Despite the fact that few people seemed to care if they passed the classes, I got more and more irritated while I watched them goof around and read things on their phones and generally ignore the opportunities given us to learn. Sure the R classes weren’t as challenging as the others, but I was starting to believe that you got out of things what you put in. I waited after classes and asked the instructors where to find more information on various topics. Obviously the Internet was good for some things, but this place was really behind the times and other than the students’ phones they lived on, there weren’t a lot of really modern resources.

There was, however, a huge library that I planned to visit just as soon as possible. Most of what I could find in there wouldn’t be on the Internet anyway. Even though my classes weren’t too challenging, I still was staying busy and hadn’t managed to get to the library yet, but I would.

But I did still have all the texts that had come with the previous classes, and it occurred to me that nobody had told me I had to return the books.

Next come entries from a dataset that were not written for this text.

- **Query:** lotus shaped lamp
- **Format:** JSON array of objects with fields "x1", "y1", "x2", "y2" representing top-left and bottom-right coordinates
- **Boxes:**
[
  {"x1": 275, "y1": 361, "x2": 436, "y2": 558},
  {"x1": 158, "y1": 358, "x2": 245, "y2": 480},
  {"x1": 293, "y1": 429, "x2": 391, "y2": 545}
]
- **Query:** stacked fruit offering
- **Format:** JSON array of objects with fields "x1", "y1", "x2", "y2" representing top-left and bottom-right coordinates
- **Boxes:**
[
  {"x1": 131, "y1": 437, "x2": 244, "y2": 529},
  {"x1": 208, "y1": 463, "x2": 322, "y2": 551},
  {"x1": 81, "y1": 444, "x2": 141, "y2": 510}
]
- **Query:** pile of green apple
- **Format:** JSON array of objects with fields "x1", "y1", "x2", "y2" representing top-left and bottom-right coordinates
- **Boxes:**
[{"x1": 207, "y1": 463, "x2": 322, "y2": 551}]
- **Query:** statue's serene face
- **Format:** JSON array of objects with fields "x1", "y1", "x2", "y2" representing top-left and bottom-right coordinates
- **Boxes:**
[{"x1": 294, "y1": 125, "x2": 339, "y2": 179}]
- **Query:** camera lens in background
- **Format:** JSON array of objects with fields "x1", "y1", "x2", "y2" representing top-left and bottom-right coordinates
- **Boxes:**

My new classes had only a few books between them, thin volumes with a lot of illustrations mostly. Really insulting considering I hadn’t found my fellow students to be less than intelligent at all, merely lazy. But if they were willing to accept the classes as they were, I was going to learn more.

I even carried extra books with me so, for example, I might be studying Raven Lore in Raven Lore - R, or any other possible combination depending on what I was in the middle of. I sat quietly and studied while the teachers said little or nothing about it. If I wasn’t causing an uproar as some of my classmates were, they were happy to let me bury my nose in a book.